McKinney v. City of East St. Louis, 39 Ill. App. 2d 137 (1963)

Feb. 7, 1963 · Illinois Appellate Court · Gen. No. 62-O-27
39 Ill. App. 2d 137

Donald McKinney, Plaintiff-Appellee, v. City of East St. Louis, a Municipal Corporation, Defendant-Appellant.

Gen. No. 62-0-27.

Fourth District.

February 7, 1963.

Robert F. Godfrey, of East St. Louis, for appellant.

William R. Hotto, of East St. Louis, for appellee.

SCHEINEMAN, P. J.

This is an appeal from a summary judgment in favor of plaintiff, McKinney, in tbe amount of $3200 for back pay for services rendered as a police officer of tbe defendant, City of East St. Louis.

*138Some months prior to this suit there had been an Administrative Review Proceeding, in the same Court, involving this plaintiff and the Board of Pire and Police Commissioners of the same city, wherein a final order was entered that plaintiff be paid eight months back pay at his regular monthly rate, and no appeal was taken from that judgment.

In the present suit, the essential allegations of the complaint were the prior judgment, that the rate of pay was $400 per month and that no part of it had been paid; none of which was denied. Also, in answers to interrogatories, the City admitted plaintiff’s rate of pay was $400 per month, that payment had been refused and that the court records contained the prior judgment.

The principal defense asserted by the City in the trial court and in this court is, that it was not named as a party in the Administrative Review Proceeding, therefore, that proceeding was not binding upon it, and the prior judgment could not be made the basis for a summary judgment in this suit.

Many of the administrative, functions of a city are, by law, delegated to specific officials, boards, or commissions, as agencies of the municipality, with authority to hear and determine disputes arising over their actions. Their decisions are subject to review in the circuit court. Ill Rev St c 110, § 275. The statute does not require that the municipality, which appointed the agency, be made a party. Since there was no appeal from the prior judgment, there, cannot be any question as to the court’s jurisdiction of the subject matter.

Thus the argument reduced itself to this: that, even though the city’s own agency had acted and made a decision duly reviewed in the manner provided by law, yet all this procedure is a nullity as to the city, because it was not a nominal party therein, *139and that the whole matter is now subject to relitigation in this suit.

The law cannot tolerate such an absurdity. The correct rule is: when a judgment is rendered against an officer of a municipal corporation who sues or is sued in his official capacity the judgment is binding upon the corporation, upon other officers of the same municipal corporation who represent the same interest, and upon all residents and taxpayers thereof. See 38 Am Jur Sec 729, p 431 (Municipal Corporations).

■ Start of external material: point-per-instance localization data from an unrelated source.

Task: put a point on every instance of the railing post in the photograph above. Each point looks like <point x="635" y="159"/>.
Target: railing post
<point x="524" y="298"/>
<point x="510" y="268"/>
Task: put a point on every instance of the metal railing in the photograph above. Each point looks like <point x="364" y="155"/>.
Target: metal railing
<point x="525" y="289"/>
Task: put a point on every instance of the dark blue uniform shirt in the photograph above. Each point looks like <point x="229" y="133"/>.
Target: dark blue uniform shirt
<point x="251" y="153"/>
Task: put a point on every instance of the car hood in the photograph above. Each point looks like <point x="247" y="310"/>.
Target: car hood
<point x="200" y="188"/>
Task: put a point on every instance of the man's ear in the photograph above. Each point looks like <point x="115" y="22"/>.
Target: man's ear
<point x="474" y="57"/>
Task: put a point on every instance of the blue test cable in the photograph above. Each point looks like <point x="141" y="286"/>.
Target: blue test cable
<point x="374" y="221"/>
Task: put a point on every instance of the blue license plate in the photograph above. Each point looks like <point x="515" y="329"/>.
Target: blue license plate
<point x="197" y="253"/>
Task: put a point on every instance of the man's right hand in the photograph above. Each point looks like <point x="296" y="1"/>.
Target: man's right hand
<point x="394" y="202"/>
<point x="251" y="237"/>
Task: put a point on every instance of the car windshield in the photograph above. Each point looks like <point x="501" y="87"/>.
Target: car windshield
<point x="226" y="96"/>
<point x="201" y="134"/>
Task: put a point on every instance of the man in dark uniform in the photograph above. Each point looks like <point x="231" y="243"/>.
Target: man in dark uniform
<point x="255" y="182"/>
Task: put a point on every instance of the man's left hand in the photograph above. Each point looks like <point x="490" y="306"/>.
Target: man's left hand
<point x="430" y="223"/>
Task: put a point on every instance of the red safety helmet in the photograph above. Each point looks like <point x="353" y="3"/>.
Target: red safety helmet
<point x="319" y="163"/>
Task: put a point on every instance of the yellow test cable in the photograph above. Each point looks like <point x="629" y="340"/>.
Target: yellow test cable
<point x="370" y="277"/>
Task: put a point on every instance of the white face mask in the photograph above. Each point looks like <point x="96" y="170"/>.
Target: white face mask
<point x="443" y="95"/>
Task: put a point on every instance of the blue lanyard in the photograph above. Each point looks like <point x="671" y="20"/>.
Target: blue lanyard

Actually, this rule is reciprocal, i. e., a judgment against the city’s official agent hinds the city. City of Elmhurst v. Kegerreis, 392 Ill 195, 64 NE2d 450. And a judgment against the municipality hinds its official agents. Ward v. Field Museum of Natural History, 241 Ill 496, 89 NE 731. Hence, the prior judgment was binding on the city.

The brief for the city contains other trivial arguments, e. g., that the affidavit with the motion for summary judgment was defective. The statute provides the motion may he made with or without a supporting affidavit. HI Rev St c 110, § 57(1). The defense that the prior judgment was not binding on the city raised a question of law, not submissible to a jury. The court could take judicial notice of its own prior judgment, the rate of pay was admitted, as well as the refusal to pay the amount due.

This is clearly the type of case in which no affidavit was necessary. There was no triable issue of fact, and the plaintiff was entitled to judgment as a matter of law. The judgment is affirmed.

Judgment affirmed.

CULBERTSON and HOFFMAN, JJ., concur.